法案は、政府の情報機関の司令塔機能を強化するとして、「国家情報会議」と「国家情報局」を新設します。
内閣官房長官と関係事務次官級からなる「内閣情報会議」を、首相が議長、関係閣僚が議員を務める「国家情報会議」に、「内閣情報調査室(内調)」を「国家情報局」にそれぞれ格上げします。
この司令塔に、警察庁や外務省、防衛省、公安調査庁などの情報機関に対する「総合調整権」を与え、資料・情報提供を義務づけます。
■スパイ・謀略活動
高市早苗首相は「国家情報局が国民のプライバシー等を無用に侵害するようなことはありません」と言います。しかし、新設機関の役割は、政府によるスパイ活動(重要情報活動)と外国からのスパイ活動(外国情報活動)に対処するための基本方針策定や情報収集・分析です。国のスパイ活動は国民も対象で、人権侵害の拡大は明らかです。
1952年に発足した内調は、これまでも国民監視や謀略的な活動をしてきました。発足前の原案には「調査室の活動の当面の重点目標を共産党及びこれに同調する勢力の(企図、宣伝、運動の)実体を国民の前に暴露することにおく」との記述があります。
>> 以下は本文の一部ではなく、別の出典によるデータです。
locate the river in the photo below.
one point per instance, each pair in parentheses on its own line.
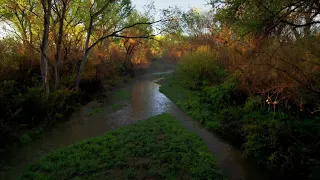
(145,101)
「『見えざる手』となって民間の団体及び個人の活動を推進する」とも書かれています。実際、委託団体や委託研究に資金を出し、学者を取り込む活動もしてきました。
米中央情報局(CIA)の招待で内調メンバーが50日間の研修旅行をするなど、当初から根深い関係でした。マスメディアや出版界、政治家に対する情報収集、世論工作、謀略活動をしてきたのです。
警察や防衛省、公安調査庁による情報収集を違法とし、確定した判決もあります。▽公安警察が市民の個人情報を民間企業に提供した大垣警察市民監視事件で収集情報の抹消を命じた名古屋高裁判決▽自衛隊情報保全隊による市民活動の監視・情報収集をプライバシー侵害と認定した仙台高裁判決▽公安調査庁が元同庁職員を24時間体制で監視・尾行した人権侵害を違法とした東京高裁判決―などです。
■民主的規制が必要
違法な市民監視に反省も謝罪もない政府の情報機関に対しては、市民による監視や民主的規制こそ必要です。ところが、法案は、国会や第三者機関によるチェックの仕組みさえ盛り込んでいません。
法案は、自民党と日本維新の会の連立政権合意書にある「スパイ防止関連法制」やCIAにならった「対外情報庁の創設」とセットです。政権合意は、米国とともに戦う大軍拡計画である「安保3文書」の前倒し改定、敵基地攻撃の長射程ミサイル配備の推進も明記しており、「戦争する国づくり」をめざす治安体制の強化が、法案の狙いです。
米国とイスラエルによる国際法違反のイラン攻撃に反対運動が広がる今、反戦の声を抑え込む悪法を通してはなりません。世論を盛り上げ、その力で阻止しましょう。